The Python functions perform CURD database operations as you would expect.

def create_task(task):
try:
conn.execute("INSERT INTO todo (task, status) VALUES (?, ?)", (task, "todo"))
conn.commit()
return {"result": "ok"}
except Exception as e:
return {"result": "error", "message": str(e)}

With the tool call functions defined both in JSON and Python, we can now look into how the agent manages the conversation. The user query is sent through the chat_completions function.

def chat_completions(messages):
stream = Client.chat.completions.create(
model=MODEL_NAME,
messages=messages,
tools=Tools,
stream=True,
)

tool_result = handler_llm_response(messages, stream)
if len(tool_result) > 0:
for result in tool_result:
messages.append({"role": "tool", "content": json.dumps(result)})
return False
else:
return True

When it receives a response, it calls handler_llm_response() to determine if the LLM response requires tool call. If tool call is not needed, the LLM response is simply displayed to the user.

But if a tool call JSON section is present in the LLM response, the handler_llm_response() function is responsible of executing it by calling the associated Python function. Each tool call execution result is automatically sent back to the LLM as a message with the tool role. The LLM will then use these tool result messages to generate a new response.

def handler_llm_response(messages, stream):
tools = []
content = ""
print("Assistant:")
for chunk in stream:
if len(chunk.choices) == 0:
break
delta = chunk.choices[0].delta
print(delta.content, end="")
content += delta.content
if len(delta.tool_calls) == 0:
pass
else:
if len(tools) == 0:
tools = delta.tool_calls
else:
for i, tool_call in enumerate(delta.tool_calls):
if tools[i] == None:
tools[i] = tool_call
else:
argument_delta = tool_call["function"]["arguments"]
tools[i]["function"]["arguments"].extend(argument_delta)
if len(tools) == 0:
messages.append({"role": "assistant", "content": content})
else:
tools_json = [tool.json() for tool in tools]
messages.append(
{"role": "assistant", "content": content, "tool_call": tools_json}
)

print()

return eval_tools(tools)

Make it robust

One of the key challenges for LLM apps is that LLM responses are often unreliable. What if

The LLM fails to generate a correct tool call response that is required to answer the user query.

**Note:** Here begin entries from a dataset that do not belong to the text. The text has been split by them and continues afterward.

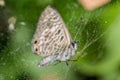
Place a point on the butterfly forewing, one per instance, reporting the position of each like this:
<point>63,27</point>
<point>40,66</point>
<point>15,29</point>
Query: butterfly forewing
<point>52,36</point>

In this case, you could adjust and finetune the description for each tool call function. The LLM selects its tools based on those descriptions. Writing descriptions to match common user queries is essential.

The LLM hallucinates and generate tool calls with non-existent function names or wrong parameters.

The agent app should capture this error and ask the LLM to re-generate a response. If the LLM cannot generate a valid tool call response, the agent could answer something like

I'm sorry Dave, I'm afraid I can't do that

The LLM generates malformatted JSON structures for tools.

Same as above. The agent should capture and handle the error.

Tool calling is a key feature of the nascent field of agentic LLM apps. We cannot wait to see what you come up with!